Figure 3: Mesp1-lineage is contingent upon BMP2/4, canonical Wnt and Nodal/Activin signals.

(A) BMP2/4 were the most potent growth factors in driving the appearance/expansion of Mesp1-CPCs cells. Of the eight growth factors surveyed, BMP2/4 were most potent in driving the appearance/expansion of the EYFP+ population, while Activin and Wnt3a were also effective though to a much less extent. FACS was performed for day 5 EBs receiving growth factor treatments from day 0 to 4. (B) Nodal/Activin inhibitor SB431542(SB) and canonical Wnt inhibitor IWR1 blocked the induction/expansion of Mesp1-CPCs.
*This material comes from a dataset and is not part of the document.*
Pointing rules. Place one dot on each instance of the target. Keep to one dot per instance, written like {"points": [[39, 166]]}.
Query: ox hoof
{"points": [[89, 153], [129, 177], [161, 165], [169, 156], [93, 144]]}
Cells cultured as EBs were exposed to the treatment as indicated, then the EFYP signals were captured on day 5 by FACS. While SB431542 and IWR1 effectively blocked the induction/expansion of the EFYP+ cells when given at all-time intervals, they were more potent at the later stage (day 2–4). (C) Mesp1-CPCs cells represent a specialized population out of the Flk1+/PDGFR1+. Cells from day 4 EBs were dissociated, stained for both Flk1 and PDGFR1, and analyzed by tri-color FACS. Left side: cells were first analyzed for Flk1 and PDGFR1 expression, next the double negative cells (Flk1-/PDGFR1-) or double positive cells (Flk1+/PDGFR1+) were analyzed for EFYP signal. EYFP+ cells are almost exclusively from Flk1+/PDGFR1+ cells. Right side: cells were first analyzed for EYFP signal; next the EYFP- or EYFP+ cells were analyzed for Flk1 and PDGFR1 signals. EYFP- cells were close to evenly distributed into Flk1-/PDGFR1- and Flk1+/PDGFR1+ cells (35.2% vs. 39.5%). EYFP+ cells were mainly Flk1+/PDGFR1+ (71.1%).